I think that’s because humanity’s entanglement with technology runs far deeper than our relationship status with Meta or X.
Microsoft is re-opening Three Mile Island, a literal nuclear power plant and site of the worst nuclear disaster in US history, with an exclusive 20-year agreement to power their AI data centers.
Google and Amazon’s Project Nimbus is reportedly used to target civilians through pervasive surveillance in the Occupied Palestinian Territories.
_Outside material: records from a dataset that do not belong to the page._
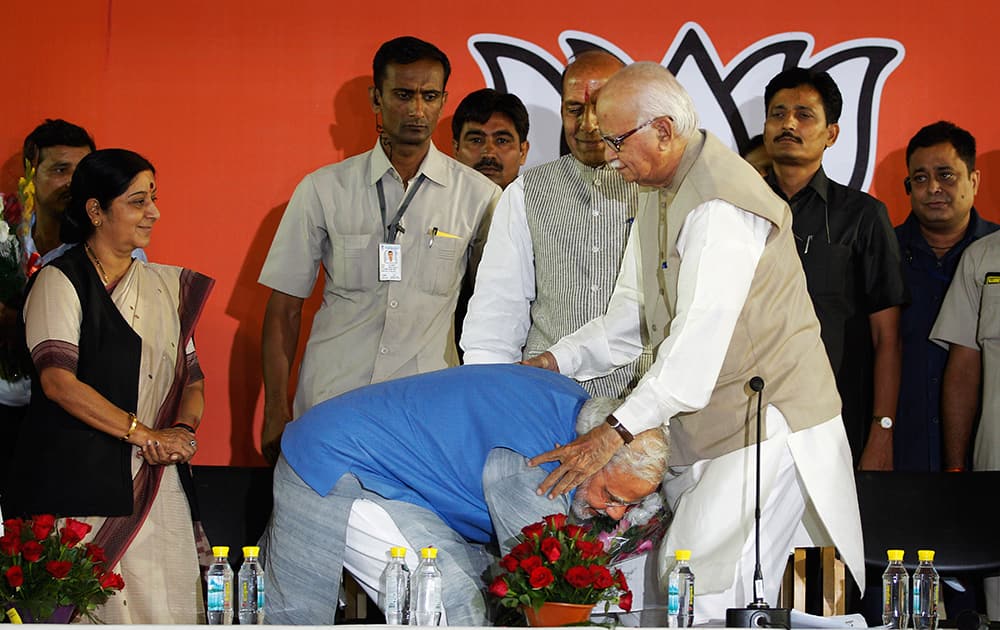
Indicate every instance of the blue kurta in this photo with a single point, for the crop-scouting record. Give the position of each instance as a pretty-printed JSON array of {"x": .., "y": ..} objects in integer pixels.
[{"x": 424, "y": 439}]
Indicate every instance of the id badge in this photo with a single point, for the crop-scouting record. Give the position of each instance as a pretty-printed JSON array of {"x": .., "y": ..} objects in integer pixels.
[{"x": 390, "y": 262}]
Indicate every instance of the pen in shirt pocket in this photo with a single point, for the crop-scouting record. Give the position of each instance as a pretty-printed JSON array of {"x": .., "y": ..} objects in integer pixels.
[{"x": 434, "y": 233}]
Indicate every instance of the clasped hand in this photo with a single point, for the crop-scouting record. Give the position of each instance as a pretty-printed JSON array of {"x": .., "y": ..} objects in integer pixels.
[{"x": 169, "y": 446}]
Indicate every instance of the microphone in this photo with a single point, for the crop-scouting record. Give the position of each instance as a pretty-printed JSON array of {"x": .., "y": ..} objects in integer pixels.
[{"x": 757, "y": 614}]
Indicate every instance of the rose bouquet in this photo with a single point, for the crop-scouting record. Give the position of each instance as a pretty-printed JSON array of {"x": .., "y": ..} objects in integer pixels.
[
  {"x": 43, "y": 567},
  {"x": 554, "y": 561},
  {"x": 638, "y": 532}
]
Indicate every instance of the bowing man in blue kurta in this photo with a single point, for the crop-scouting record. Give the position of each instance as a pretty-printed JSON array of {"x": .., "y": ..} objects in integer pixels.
[{"x": 435, "y": 459}]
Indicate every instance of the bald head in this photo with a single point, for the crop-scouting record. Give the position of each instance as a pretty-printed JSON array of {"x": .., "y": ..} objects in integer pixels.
[
  {"x": 588, "y": 72},
  {"x": 649, "y": 119}
]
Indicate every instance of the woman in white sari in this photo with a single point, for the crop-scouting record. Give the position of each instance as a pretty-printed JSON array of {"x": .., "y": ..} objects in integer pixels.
[{"x": 118, "y": 393}]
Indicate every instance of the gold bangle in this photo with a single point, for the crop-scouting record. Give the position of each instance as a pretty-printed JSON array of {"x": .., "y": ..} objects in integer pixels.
[{"x": 131, "y": 428}]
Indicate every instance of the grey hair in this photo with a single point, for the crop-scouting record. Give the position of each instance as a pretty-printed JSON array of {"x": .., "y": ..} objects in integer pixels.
[
  {"x": 646, "y": 457},
  {"x": 659, "y": 94}
]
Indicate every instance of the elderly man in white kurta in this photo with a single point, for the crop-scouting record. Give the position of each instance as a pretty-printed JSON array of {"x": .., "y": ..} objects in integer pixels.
[{"x": 711, "y": 279}]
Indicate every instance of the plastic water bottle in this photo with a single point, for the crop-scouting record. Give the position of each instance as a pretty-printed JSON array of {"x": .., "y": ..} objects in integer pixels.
[
  {"x": 895, "y": 591},
  {"x": 425, "y": 591},
  {"x": 220, "y": 588},
  {"x": 925, "y": 592},
  {"x": 680, "y": 592},
  {"x": 251, "y": 581},
  {"x": 394, "y": 589}
]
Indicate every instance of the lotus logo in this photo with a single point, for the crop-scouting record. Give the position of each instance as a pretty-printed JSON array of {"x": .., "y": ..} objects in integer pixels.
[{"x": 729, "y": 97}]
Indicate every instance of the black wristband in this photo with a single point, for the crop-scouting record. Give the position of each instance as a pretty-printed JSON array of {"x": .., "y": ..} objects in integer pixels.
[
  {"x": 186, "y": 427},
  {"x": 626, "y": 436}
]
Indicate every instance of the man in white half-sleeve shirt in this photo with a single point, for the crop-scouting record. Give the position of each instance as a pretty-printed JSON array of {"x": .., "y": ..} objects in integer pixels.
[
  {"x": 395, "y": 229},
  {"x": 556, "y": 243},
  {"x": 711, "y": 279}
]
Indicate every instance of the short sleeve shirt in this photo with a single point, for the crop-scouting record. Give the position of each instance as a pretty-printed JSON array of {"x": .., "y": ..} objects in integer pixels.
[
  {"x": 850, "y": 256},
  {"x": 369, "y": 330},
  {"x": 970, "y": 317}
]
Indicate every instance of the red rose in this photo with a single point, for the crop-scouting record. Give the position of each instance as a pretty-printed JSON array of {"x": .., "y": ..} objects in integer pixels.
[
  {"x": 625, "y": 601},
  {"x": 499, "y": 587},
  {"x": 590, "y": 548},
  {"x": 522, "y": 551},
  {"x": 555, "y": 521},
  {"x": 533, "y": 531},
  {"x": 10, "y": 544},
  {"x": 578, "y": 577},
  {"x": 58, "y": 568},
  {"x": 551, "y": 548},
  {"x": 73, "y": 532},
  {"x": 509, "y": 562},
  {"x": 42, "y": 524},
  {"x": 95, "y": 553},
  {"x": 602, "y": 577},
  {"x": 15, "y": 576},
  {"x": 572, "y": 531},
  {"x": 13, "y": 526},
  {"x": 531, "y": 563},
  {"x": 620, "y": 580},
  {"x": 540, "y": 577},
  {"x": 32, "y": 551},
  {"x": 112, "y": 581}
]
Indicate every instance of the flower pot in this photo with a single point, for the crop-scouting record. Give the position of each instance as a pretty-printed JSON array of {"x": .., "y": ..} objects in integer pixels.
[
  {"x": 61, "y": 615},
  {"x": 552, "y": 614}
]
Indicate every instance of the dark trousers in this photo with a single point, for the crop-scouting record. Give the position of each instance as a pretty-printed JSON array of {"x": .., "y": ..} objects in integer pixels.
[{"x": 11, "y": 419}]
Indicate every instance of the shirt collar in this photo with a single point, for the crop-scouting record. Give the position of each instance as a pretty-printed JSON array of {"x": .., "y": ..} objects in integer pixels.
[
  {"x": 433, "y": 166},
  {"x": 819, "y": 183}
]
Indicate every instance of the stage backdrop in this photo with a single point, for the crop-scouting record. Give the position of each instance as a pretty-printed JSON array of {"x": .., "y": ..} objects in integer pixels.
[{"x": 234, "y": 101}]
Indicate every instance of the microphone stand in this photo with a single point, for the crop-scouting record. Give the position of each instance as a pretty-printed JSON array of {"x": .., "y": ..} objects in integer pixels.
[{"x": 757, "y": 614}]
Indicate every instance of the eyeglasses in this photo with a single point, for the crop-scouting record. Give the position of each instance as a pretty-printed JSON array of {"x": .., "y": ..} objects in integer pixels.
[
  {"x": 615, "y": 142},
  {"x": 615, "y": 503}
]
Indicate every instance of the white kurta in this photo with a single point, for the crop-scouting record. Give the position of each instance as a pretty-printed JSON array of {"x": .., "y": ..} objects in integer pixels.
[{"x": 720, "y": 246}]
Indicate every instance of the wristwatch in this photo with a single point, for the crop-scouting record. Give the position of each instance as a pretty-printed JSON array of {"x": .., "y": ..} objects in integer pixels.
[
  {"x": 626, "y": 436},
  {"x": 883, "y": 421}
]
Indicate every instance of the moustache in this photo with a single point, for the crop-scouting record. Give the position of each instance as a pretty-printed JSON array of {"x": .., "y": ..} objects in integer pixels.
[
  {"x": 789, "y": 135},
  {"x": 488, "y": 163}
]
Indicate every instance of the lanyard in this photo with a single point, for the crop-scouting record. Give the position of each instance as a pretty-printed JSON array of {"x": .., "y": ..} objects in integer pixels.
[{"x": 391, "y": 227}]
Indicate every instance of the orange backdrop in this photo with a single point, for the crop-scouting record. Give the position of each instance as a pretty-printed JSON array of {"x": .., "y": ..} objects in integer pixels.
[{"x": 234, "y": 101}]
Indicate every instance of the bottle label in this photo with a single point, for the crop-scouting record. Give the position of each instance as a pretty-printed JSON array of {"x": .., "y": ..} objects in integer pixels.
[{"x": 217, "y": 592}]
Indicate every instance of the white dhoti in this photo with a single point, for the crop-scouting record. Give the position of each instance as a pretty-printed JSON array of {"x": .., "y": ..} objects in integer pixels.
[{"x": 807, "y": 495}]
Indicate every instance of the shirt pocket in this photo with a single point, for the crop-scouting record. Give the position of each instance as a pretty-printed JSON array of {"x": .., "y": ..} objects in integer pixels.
[
  {"x": 442, "y": 264},
  {"x": 989, "y": 313},
  {"x": 355, "y": 261}
]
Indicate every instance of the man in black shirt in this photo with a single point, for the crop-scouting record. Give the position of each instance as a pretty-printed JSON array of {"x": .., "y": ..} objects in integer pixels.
[
  {"x": 942, "y": 182},
  {"x": 850, "y": 256}
]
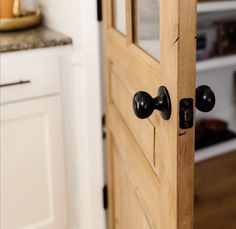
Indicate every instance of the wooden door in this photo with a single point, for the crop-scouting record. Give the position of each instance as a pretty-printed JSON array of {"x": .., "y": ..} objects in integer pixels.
[
  {"x": 33, "y": 182},
  {"x": 150, "y": 162}
]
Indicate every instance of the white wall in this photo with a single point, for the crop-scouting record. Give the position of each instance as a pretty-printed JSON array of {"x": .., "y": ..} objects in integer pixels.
[
  {"x": 63, "y": 16},
  {"x": 82, "y": 108}
]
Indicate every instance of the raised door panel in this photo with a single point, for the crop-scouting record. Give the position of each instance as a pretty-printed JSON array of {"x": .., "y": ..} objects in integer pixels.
[
  {"x": 153, "y": 158},
  {"x": 33, "y": 187}
]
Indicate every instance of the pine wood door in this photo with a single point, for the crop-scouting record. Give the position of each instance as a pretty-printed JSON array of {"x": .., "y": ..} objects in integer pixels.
[{"x": 150, "y": 162}]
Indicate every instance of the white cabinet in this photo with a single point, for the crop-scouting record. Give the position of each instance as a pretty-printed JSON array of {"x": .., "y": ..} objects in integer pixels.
[{"x": 33, "y": 174}]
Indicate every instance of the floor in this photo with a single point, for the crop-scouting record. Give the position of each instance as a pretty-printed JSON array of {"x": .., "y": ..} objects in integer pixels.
[{"x": 215, "y": 193}]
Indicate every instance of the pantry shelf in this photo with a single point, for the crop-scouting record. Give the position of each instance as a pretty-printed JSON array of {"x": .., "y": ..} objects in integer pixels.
[
  {"x": 217, "y": 62},
  {"x": 206, "y": 7},
  {"x": 218, "y": 149}
]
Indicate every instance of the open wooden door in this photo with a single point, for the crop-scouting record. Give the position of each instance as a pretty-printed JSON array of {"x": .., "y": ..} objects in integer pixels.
[{"x": 150, "y": 161}]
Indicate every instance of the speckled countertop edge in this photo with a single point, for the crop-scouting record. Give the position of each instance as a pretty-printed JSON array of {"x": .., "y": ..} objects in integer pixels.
[{"x": 39, "y": 37}]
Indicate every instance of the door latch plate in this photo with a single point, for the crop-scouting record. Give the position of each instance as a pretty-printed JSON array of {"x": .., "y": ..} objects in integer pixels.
[{"x": 186, "y": 113}]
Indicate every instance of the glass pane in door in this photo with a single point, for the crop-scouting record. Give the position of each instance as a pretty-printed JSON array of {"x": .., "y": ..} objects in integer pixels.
[
  {"x": 146, "y": 26},
  {"x": 119, "y": 15}
]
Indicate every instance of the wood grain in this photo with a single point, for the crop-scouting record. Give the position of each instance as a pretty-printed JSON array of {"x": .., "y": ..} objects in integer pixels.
[{"x": 159, "y": 184}]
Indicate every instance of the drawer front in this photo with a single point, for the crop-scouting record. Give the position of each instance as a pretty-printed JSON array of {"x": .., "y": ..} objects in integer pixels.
[{"x": 29, "y": 74}]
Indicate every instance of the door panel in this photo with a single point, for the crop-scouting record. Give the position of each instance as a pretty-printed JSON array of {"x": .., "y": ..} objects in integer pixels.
[
  {"x": 119, "y": 94},
  {"x": 33, "y": 182},
  {"x": 128, "y": 211},
  {"x": 153, "y": 158},
  {"x": 142, "y": 177}
]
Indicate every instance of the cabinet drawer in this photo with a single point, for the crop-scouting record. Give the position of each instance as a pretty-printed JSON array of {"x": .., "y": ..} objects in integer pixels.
[{"x": 29, "y": 74}]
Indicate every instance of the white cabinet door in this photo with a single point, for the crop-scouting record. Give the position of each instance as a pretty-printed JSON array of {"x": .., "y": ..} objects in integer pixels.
[{"x": 33, "y": 187}]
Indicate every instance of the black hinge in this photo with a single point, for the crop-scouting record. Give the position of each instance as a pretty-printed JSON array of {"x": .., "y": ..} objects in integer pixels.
[
  {"x": 105, "y": 197},
  {"x": 99, "y": 10}
]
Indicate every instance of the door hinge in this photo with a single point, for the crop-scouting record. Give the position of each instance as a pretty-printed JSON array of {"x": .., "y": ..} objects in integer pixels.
[
  {"x": 105, "y": 197},
  {"x": 104, "y": 131},
  {"x": 99, "y": 10}
]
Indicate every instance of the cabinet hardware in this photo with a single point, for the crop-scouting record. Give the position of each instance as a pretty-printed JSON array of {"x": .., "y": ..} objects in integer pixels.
[{"x": 15, "y": 83}]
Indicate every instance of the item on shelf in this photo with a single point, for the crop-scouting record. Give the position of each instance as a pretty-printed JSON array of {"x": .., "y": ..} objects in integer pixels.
[
  {"x": 225, "y": 38},
  {"x": 212, "y": 131},
  {"x": 24, "y": 21},
  {"x": 6, "y": 7}
]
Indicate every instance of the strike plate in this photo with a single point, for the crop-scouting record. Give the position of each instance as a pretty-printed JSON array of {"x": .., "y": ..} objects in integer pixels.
[{"x": 186, "y": 113}]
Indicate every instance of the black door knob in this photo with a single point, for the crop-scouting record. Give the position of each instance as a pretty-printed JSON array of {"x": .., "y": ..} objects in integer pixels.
[
  {"x": 144, "y": 104},
  {"x": 205, "y": 98}
]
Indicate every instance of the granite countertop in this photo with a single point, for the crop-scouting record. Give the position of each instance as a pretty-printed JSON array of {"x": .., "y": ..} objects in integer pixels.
[{"x": 39, "y": 37}]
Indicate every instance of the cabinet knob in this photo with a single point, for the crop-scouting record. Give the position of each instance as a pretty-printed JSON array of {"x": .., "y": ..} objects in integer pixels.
[
  {"x": 205, "y": 98},
  {"x": 144, "y": 104}
]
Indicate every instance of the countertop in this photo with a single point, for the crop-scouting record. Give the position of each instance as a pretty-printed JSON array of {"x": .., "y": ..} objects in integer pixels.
[{"x": 39, "y": 37}]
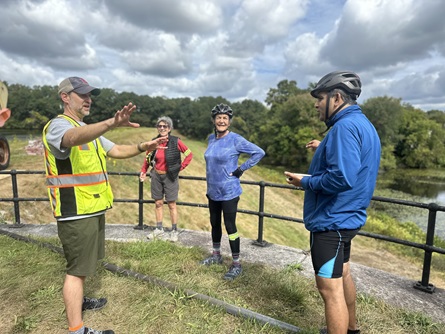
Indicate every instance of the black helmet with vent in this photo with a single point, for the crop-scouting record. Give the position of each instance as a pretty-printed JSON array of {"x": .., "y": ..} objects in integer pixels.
[
  {"x": 222, "y": 109},
  {"x": 345, "y": 80}
]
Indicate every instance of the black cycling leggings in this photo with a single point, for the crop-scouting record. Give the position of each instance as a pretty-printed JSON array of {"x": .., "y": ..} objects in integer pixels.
[{"x": 228, "y": 208}]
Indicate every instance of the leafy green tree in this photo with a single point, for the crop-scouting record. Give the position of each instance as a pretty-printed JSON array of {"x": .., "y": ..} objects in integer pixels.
[
  {"x": 438, "y": 116},
  {"x": 285, "y": 89},
  {"x": 385, "y": 113},
  {"x": 422, "y": 143}
]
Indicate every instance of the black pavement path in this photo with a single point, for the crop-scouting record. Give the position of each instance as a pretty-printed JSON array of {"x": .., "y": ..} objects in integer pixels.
[{"x": 393, "y": 289}]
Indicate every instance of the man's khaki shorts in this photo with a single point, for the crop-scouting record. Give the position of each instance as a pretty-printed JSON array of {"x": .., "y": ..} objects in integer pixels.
[{"x": 83, "y": 243}]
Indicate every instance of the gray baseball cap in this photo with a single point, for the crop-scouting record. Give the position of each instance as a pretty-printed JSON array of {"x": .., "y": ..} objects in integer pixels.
[{"x": 77, "y": 85}]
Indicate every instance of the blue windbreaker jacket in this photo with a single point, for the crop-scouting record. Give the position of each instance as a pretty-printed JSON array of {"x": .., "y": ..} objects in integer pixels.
[{"x": 343, "y": 174}]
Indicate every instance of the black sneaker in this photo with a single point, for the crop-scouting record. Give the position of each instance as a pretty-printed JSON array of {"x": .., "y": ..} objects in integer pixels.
[
  {"x": 212, "y": 259},
  {"x": 95, "y": 331},
  {"x": 93, "y": 303},
  {"x": 233, "y": 273}
]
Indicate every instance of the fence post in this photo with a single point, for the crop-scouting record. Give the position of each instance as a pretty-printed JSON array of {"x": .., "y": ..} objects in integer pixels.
[
  {"x": 141, "y": 225},
  {"x": 260, "y": 241},
  {"x": 424, "y": 285},
  {"x": 15, "y": 198}
]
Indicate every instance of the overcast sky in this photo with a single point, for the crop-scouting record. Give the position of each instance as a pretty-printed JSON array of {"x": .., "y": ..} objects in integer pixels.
[{"x": 237, "y": 49}]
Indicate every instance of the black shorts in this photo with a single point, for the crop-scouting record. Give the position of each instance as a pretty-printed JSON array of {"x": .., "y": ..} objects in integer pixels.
[
  {"x": 330, "y": 250},
  {"x": 83, "y": 242}
]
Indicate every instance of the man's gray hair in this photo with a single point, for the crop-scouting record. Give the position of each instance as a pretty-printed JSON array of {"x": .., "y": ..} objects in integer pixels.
[{"x": 167, "y": 120}]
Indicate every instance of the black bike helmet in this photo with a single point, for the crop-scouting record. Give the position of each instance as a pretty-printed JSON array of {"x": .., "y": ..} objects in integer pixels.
[
  {"x": 222, "y": 109},
  {"x": 345, "y": 80}
]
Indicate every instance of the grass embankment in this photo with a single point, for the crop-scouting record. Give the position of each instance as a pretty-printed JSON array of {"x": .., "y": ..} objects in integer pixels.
[
  {"x": 31, "y": 285},
  {"x": 31, "y": 295}
]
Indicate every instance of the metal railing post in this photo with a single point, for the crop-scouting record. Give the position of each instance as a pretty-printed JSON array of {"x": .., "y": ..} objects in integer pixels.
[
  {"x": 260, "y": 241},
  {"x": 15, "y": 197},
  {"x": 424, "y": 285}
]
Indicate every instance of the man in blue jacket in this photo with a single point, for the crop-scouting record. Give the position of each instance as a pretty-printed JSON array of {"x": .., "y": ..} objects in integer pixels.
[{"x": 338, "y": 190}]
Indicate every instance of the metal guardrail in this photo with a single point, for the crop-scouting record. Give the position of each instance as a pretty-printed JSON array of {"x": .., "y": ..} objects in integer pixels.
[{"x": 428, "y": 247}]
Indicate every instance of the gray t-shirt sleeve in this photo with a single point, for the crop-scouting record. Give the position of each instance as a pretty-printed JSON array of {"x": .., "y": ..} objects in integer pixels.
[{"x": 55, "y": 133}]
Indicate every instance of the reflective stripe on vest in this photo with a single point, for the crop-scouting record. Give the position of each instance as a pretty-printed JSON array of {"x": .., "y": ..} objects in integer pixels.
[{"x": 79, "y": 184}]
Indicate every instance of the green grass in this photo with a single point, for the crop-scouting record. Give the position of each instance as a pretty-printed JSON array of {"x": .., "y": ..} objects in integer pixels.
[
  {"x": 32, "y": 302},
  {"x": 32, "y": 284}
]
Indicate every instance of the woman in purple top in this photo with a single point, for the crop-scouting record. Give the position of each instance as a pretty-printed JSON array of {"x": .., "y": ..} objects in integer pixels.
[{"x": 223, "y": 184}]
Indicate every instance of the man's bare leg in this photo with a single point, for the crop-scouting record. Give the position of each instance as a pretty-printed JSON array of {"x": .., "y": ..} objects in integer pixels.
[
  {"x": 336, "y": 310},
  {"x": 73, "y": 298},
  {"x": 350, "y": 296}
]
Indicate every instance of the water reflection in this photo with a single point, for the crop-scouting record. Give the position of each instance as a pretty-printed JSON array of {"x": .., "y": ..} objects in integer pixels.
[{"x": 433, "y": 191}]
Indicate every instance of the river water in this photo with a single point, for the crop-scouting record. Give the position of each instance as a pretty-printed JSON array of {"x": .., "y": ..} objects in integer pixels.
[
  {"x": 404, "y": 187},
  {"x": 415, "y": 188}
]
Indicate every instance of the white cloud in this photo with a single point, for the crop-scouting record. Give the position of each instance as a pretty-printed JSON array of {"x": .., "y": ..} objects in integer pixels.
[{"x": 234, "y": 48}]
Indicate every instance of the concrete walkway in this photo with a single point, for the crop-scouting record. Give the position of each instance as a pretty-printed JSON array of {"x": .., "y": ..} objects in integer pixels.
[{"x": 391, "y": 288}]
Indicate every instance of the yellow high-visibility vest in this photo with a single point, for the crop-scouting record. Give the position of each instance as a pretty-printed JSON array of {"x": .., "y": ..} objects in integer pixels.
[{"x": 77, "y": 185}]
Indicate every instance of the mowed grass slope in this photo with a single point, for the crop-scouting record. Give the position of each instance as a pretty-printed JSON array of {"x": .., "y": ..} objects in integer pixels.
[{"x": 30, "y": 286}]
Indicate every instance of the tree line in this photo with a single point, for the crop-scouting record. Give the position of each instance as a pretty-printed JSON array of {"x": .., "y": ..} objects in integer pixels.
[{"x": 282, "y": 125}]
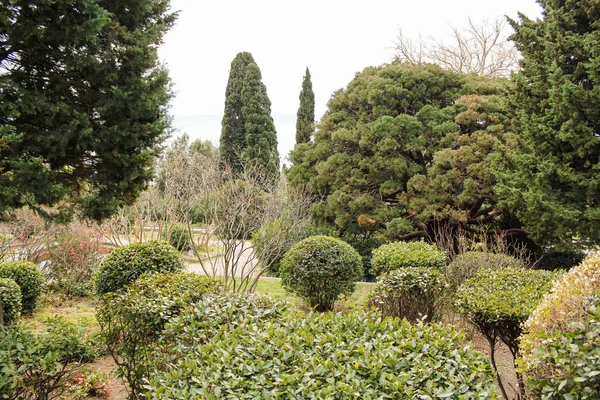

A US federal judge ruled that Google Search is an illegal monopoly, and they’re headed to court in a class-action lawsuit for making false claims about privacy controls and data collection on mobile phones.
Apple is under criminal investigation in Europe for the use of Congolese conflict minerals in their supply chain, and over a decade of human rights abuses have been documented in their manufacturing process, particularly in China and increasingly in India in recent years.
You could cancel your Amazon account, but don’t expect it to hurt their bottom line because Amazon earns most of their profit from AWS, their web services line of business. Salesforce, Canva, Netflix, Sony, Starbucks and Adobe use AWS, which means if you use any of these services then you’re using AWS as well.
And do you love a good Ball Mason Jar? That’s not the only thing Ball Corporation makes. Ball Aerospace was a wholly owned subsidiary of theirs until it was sold to the UK’s largest weapons manufacturer in 2024 for $5.6 billion in cash. Ball specializes in laser communication systems for infantry drones, and spacecraft technology with military applications.
We could go on, but won’t. Because it’s bleak and suffocating to dwell on it for too long.
But for the time being, we’re willing to put in the hard work of imagining solutions.
We want to help build stronger communities, and help the people and organizations that are committed to doing the work too.